John e Marie - Jo Simenon

Se non fosse figlio di... l'inchiesta di wuz


In occasione del ventesimo anniversario della morte del celeberrimo scrittore francese Georges Simenon, che nel nostro paese gode di una fama e un apprezzamento superiore a ogni altro, il figlio John Simenon racconta come è stata la sua vita a fianco dell’autore di Maigret e gli altri romanzi: un corpus di ben 192 opere! Oltre a fornire preziosi aneddoti e illuminarci su alcuni lati oscuri della personalità dell’autore, John racconta anche la sua esperienza di vita come figlio d’arte.


Fiera Internazionale del Libro di Torino 2009
sabato 16 maggio 2009 - ore 14,00
Georges Simenon a Losanna
Massimo Cirri incontra John Simenon allo Spazio IBS - Padiglione 2 stand J126-K125

A cena Con Maigret
Con John Simenon al ristorante Carignano, venerdì 15 maggio - ore 21,30
Per informazioni e costi tel. 011.5170171


Crescere a fianco di uno scrittore famoso


Fin da ragazzo ho capito di vivere in una casa senza porte e finestre, con la possibilità di essere visto dall’esterno. Non è stato facile, ma ho cercato di essere me stesso, nonostante tutti di me conoscessero le debolezze che ho tentato di superare, le conoscenze che mi hanno permesso di crescere. Nell’autobiografia Parole Intime, papà ha scritto parole molto dure su di me. Ma prima che morisse siamo riusciti a parlare. Così non mi ha lasciato ferite da curare.
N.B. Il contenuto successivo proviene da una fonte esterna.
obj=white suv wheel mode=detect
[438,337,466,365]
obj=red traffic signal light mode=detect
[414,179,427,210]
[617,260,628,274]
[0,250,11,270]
Quando eravamo in America – avevo 14 o 15 anni – litigavamo tutti i giorni. Lui l’ha scritto e non mi ha fatto piacere. È morto di tumore al cervello, una forma che si sviluppa in un tempo lungo. Per un trentennio ha vissuto in questo stato, sono proprio gli anni in cui l’ho conosciuto meglio. Era angosciato. È stato operato all’inizio degli anni Ottanta e per un anno, dopo l’operazione, è stato pieno di energia e ottimismo. Non ha mai raccontato storie solo a me. La sua attività creativa si limitava al romanzo che stava scrivendo. Mi raccomandava gli autori che aveva amato da ragazzo: Stevenson, Conrad, Tolstoj, Gogol.  Da bambino guardavo il Tg con lui e lo riempivo di domande sull’attualità. Tanto che a un certo punto mi disse: prendi un blocchetto e una matita, annota quel che vuoi sapere e appena il notiziario finisce provo a risponderti”.


Non era un padre facile


Non era un padre facile. Poteva essere duro, collerico, verbalmente violento. Noi figli, spesso, non capivamo i racconti della sua vecchia governante Boule, che lo ricordava come un giovanotto gentile ed esuberante. Quello era un aspetto della sua personalità che ci rimase precluso fino a poco prima della sua morte, quando gli venne asportato il tumore. Dopo l’operazione sembrava un altro uomo, allegro con trent’anni di meno. Diciamo che faceva di tutto per convincersi di essere pacificato. Se gli chiedevo un consiglio, restava perfettamente neutrale. Mi diceva “Ecco le opzioni. Scegli. Ma se sbagli, dovrai assumertene le conseguenze”. Non ti aiutava a decidere e io talvolta ne soffrivo. Non ci instillò mai il senso di colpa. “colpevoli di niente, ma responsabili di tutto”. La massima vale anche per i suoi libri. Era sempre in casa, ma noi non lo vedevamo scrivere perché eravamo a scuola. Lui si alzava alle cinque e, dietro porte con il cartellino Do not disturb, restava inaccessibile fino al pomeriggio.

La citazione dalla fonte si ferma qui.